ENA Planner is now integrated through the `planner` task preset. For deeper implementation and flow details, see the [ENA Planner feature doc](../features/ena-planner.md). It can use:

- Character card blocks.
- World info blocks.
- Recent chat blocks.
- BME recalled memory blocks.
- Historical `<plot>` blocks.
- Current player input blocks.

Recommendations:

- Configure the base API and enabled state in "Config → ENA Planner".
- Adjust the planning prompt structure and generation parameters in "Config → Task presets → planner".

### Hide old turns and render limit

These are two separate features; for deeper implementation and boundary details, see the [Hide old turns and render limit feature doc](../features/hide-and-render.md):

- **Hide old turns**
  - Controls context tokens.
  - Does not delete chat content.
  - Uses SillyTavern's hide mechanism so earlier turns no longer participate in the main reply or ST-BME reads.

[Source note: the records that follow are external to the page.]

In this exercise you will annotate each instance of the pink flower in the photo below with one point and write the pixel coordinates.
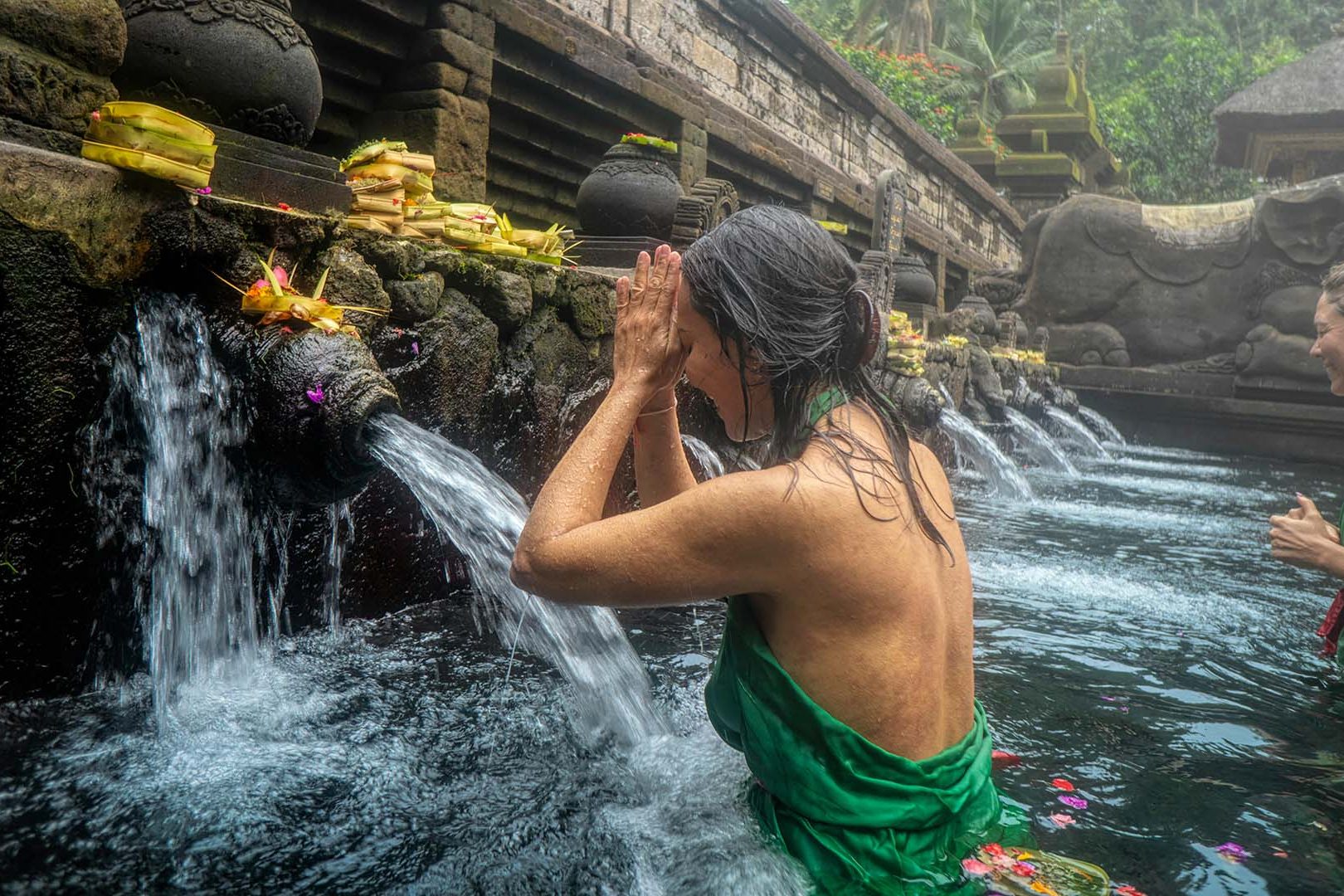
(975, 867)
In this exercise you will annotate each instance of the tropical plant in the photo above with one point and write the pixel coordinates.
(914, 82)
(996, 46)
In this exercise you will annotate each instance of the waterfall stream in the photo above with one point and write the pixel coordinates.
(1038, 444)
(1105, 429)
(483, 516)
(704, 455)
(197, 538)
(1077, 433)
(980, 451)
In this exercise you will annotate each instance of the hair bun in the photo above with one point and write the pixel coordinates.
(863, 334)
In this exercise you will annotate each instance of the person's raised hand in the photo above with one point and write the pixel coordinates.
(1301, 536)
(648, 355)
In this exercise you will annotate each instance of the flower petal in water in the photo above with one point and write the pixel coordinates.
(975, 867)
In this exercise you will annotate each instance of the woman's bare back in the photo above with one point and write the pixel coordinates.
(877, 621)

- **Limit rendered chat turns**
  - Reduces lag in very long chat UIs.
  - Syncs to SillyTavern's `chat_truncation`.
  - Only controls how many recent turns the frontend loads at most.
  - It is not context hiding and is not message deletion.

Important notes:

- If you need to run "rerun extraction range" or full history recovery on very old turns, temporarily disable the render limit or increase the count and refresh.
- When ST-BME detects that the current `context.chat` is likely only a recent N-turn render slice, it pauses destructive history recovery to avoid wrongly clearing the runtime graph.

### Native acceleration

Native acceleration is currently a gradual rollout capability. For deeper implementation and fallback strategy details, see the [Native acceleration feature doc](../features/native-acceleration.md). It covers:

- Graph layout.
- Persist Delta.
- Snapshot Hydrate.

Default strategy:

- Automatically activates based on thresholds for node count, edge count, record count, structural changes, and serialized size.
- `Fail-open` is enabled by default; when Native is unavailable or fails, ST-BME falls back to JS.
- You can use "globally force-disable Native" to fall back to JS everywhere.